Séparatisme : Prison pour toute personne refusant de se faire soigner par une femme

Dans un long entretien accordé au journal La Voix du Nord, Gérald Darmanin a expliqué que toute personne qui refusera de se faire soigner par un médecin femme sera condamnée par la justice. Et ce, dans le cadre de la lutte contre le « séparatisme« . Elle risquera alors jusqu’à cinq ans de prison pour délit de « séparatisme ».

Ainsi, le ministre de l’Intérieur Gérald Darmanin souhaite passer à la vitesse supérieure concernant les projets de loi contre le séparatisme. Ainsi, il a expliqué :

« Dès demain, toute personne ou groupe qui voudra faire pression sur les agents des services publics, quelqu’un qui refuse de se faire soigner par une femme ou qui refuse l’enseignement d’un professeur, pourra être poursuivi et condamné jusqu’à cinq ans d’emprisonnement et 75 000 € d’amende. »

Par ailleurs, il faut savoir que le projet de loi contre le séparatisme a été renommé «projet de loi visant à renforcer la laïcité et conforter les principes républicains» et sera examiné en Conseil des ministres, le 9 décembre.

Et c’est afin de « renforcer la laïcité » que le ministre de l’Intérieur a déclaré que toute personne refusant de se faire soigner par une femme serait poursuivie par la justice.

La loi contre le séparatisme rebaptisée

Selon Gérald Darmanin, le projet de loi contre le séparatisme devrait être présenté devant le Conseil d’État entre mercredi 4 novembre et vendredi 6 novembre.

Le premier ministre explique :

« Nous regarderons ses remarques pour présenter un texte indiscutable juridiquement en conseil des ministres, le 9 décembre. »

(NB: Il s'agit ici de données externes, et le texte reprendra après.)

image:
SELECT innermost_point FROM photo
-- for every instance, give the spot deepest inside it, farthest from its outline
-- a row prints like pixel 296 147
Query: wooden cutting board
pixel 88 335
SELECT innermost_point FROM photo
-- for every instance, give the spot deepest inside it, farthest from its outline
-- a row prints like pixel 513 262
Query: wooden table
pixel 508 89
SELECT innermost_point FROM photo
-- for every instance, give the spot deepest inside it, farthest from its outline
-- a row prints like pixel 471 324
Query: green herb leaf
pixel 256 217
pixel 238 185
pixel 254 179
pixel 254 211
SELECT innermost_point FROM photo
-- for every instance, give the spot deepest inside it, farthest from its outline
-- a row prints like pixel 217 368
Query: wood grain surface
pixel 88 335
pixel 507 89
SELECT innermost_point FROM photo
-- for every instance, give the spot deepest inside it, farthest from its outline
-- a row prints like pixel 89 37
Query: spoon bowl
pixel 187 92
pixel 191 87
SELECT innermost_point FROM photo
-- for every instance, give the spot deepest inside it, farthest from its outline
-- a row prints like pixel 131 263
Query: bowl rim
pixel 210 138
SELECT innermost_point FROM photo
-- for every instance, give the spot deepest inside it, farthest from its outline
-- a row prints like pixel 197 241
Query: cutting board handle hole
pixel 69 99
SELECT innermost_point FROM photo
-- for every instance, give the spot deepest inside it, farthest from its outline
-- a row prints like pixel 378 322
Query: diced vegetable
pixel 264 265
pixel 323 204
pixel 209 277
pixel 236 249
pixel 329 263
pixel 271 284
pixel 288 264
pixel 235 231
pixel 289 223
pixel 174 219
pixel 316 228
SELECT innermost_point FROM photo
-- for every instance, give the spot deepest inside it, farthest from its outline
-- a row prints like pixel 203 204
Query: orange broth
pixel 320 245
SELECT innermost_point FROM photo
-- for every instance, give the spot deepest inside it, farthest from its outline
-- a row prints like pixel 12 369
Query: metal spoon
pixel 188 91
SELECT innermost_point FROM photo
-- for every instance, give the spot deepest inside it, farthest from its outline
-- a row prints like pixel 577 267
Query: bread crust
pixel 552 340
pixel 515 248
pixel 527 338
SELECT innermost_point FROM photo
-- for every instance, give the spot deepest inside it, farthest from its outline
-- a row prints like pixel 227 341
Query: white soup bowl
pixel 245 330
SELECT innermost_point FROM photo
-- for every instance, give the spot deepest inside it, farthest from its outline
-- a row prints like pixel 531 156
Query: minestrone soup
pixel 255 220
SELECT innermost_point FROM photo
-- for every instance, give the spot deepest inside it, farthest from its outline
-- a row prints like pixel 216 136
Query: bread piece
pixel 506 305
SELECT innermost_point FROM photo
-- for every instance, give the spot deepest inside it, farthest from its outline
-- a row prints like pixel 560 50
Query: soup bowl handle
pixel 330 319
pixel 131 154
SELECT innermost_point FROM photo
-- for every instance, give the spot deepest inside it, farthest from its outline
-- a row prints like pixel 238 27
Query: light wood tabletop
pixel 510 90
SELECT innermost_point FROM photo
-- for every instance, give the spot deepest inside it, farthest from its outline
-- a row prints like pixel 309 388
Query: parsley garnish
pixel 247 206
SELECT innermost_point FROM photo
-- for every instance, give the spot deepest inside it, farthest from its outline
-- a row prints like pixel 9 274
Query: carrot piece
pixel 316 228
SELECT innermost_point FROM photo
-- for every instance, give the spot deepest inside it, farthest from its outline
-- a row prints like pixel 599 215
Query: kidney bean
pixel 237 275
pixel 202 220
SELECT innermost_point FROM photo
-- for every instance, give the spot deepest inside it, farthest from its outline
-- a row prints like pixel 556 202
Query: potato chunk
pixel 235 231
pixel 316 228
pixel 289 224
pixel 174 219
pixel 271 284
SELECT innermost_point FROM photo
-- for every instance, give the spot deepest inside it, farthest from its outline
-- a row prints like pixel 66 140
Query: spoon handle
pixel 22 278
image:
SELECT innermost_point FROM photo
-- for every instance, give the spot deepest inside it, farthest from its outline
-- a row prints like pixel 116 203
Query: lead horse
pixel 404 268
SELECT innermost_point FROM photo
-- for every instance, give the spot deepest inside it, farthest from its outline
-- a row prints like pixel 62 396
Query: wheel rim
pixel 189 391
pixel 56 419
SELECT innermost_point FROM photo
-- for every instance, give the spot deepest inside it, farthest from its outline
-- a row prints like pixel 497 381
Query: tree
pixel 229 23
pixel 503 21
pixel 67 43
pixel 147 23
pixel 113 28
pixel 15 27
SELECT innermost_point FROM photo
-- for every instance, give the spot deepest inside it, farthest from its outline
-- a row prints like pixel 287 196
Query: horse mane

Par ailleurs, toujours dans le cadre de la lutte contre le séparatisme, Gérald Darmanin a appelé les citoyens à rester vigilant :

 « C’est le devoir de vigilance de tous les Français, qui peuvent entendre une conversation, repérer des apologies du terrorisme sur les réseaux sociaux ».

Pour lui, chaque Français « peut être une vigie de la société ».

Il a conclu ainsi :

« C’est une guerre culturelle que nous menons. La lutte contre l’islam radical se joue à l’école de la République, dans les services publics pour refuser les comportements communautaristes, sur Internet, laboratoire de la haine, dans les associations et les lieux de culte. »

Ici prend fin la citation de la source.